Длинная нить проволоки, размотавшись с ее руки, дотянулась до опоры строительных лесов, оплелась вокруг, натянулась и поставила девушку на ноги.
Сконцентрироваться было почти невозможно. То, чего Кара хотела, было скользким, как мокрое мыло. Время хоть как-то текло только тогда, когда она вообще не думала о побеге. Кара ужаснулась, что после охоты поймала себя на вожделении. Ей не хотелось ничего, кроме как оплести проволокой город, найти асфальтокожего парня и убить его. Заставить Короля Кранов ею гордиться.
Девушка знала, что эти желания возникли не у нее, они исходили от Проволочной Госпожи, но она чувствовала их, и руки в металлической клетке дрожали от жажды. Желания горели под кожей. Она не хотела у бивать, но одновременно страстно этого желала. Наведенная жажда крови пугала.
Однако, в отличие от желания быть спасенной, она не заставляла девушку чувствовать себя жертвой.
Кара поднялась в воздух, и над ней огненным шаром взорвалось утреннее солнце, отражаясь от купола Святого Павла. Вокруг лица ослепительно ярко засияла проволочная маска. Под нею работали машины – рыли, выкапывая Высь.

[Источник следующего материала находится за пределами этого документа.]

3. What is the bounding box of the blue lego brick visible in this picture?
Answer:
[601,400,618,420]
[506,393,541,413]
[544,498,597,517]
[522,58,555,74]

«Я – Высь, я – Высь. Я буду. Я буду».
Девушка задрожала: это было его желание, самое древнее, первобытное желание в мире. Теперь она поняла его лучше. Он создавал себя, заставлял себя быть. Он прорывался в город, снова и снова на протяжении веков, и все же в некотором смысле не заканчивал рождаться.

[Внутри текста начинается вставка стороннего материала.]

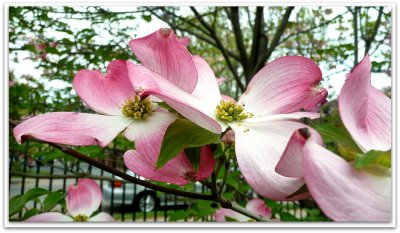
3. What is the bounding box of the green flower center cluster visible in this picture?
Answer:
[74,215,89,222]
[215,100,253,122]
[122,96,153,120]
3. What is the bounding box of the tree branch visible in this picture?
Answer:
[190,7,245,91]
[247,7,264,72]
[364,6,383,56]
[9,120,263,221]
[226,7,250,75]
[253,6,294,75]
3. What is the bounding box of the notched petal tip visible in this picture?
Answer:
[159,28,174,38]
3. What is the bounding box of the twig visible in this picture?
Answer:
[9,120,263,221]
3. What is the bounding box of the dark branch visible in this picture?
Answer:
[364,6,383,56]
[253,6,294,77]
[226,7,250,77]
[190,7,245,91]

Нитка колючей проволоки размоталась, и Кара спустилась на щебень. В заборе, опоясывавшем стройку, появилась трещина – вход в лабиринт рухнувших стен, отделяющий Высь от остального Лондона. Проволочная Госпожа направилась в нее.
Перед тем, как скользнуть в тень, девушка увидела что-то краем глаза: две массивные пневматические дрели, вырубающие уголок рта из земли. Она видела губы, с трещинами и капиллярами. Создание со ртом такого размера затмило бы собор, возвышающийся над ними.
Она хотела испугаться, но не боялась. Часть ее, большая часть, была взволнована.
Она не хотела хотеть этого, но Кара хотела увидеть, как Высь встанет.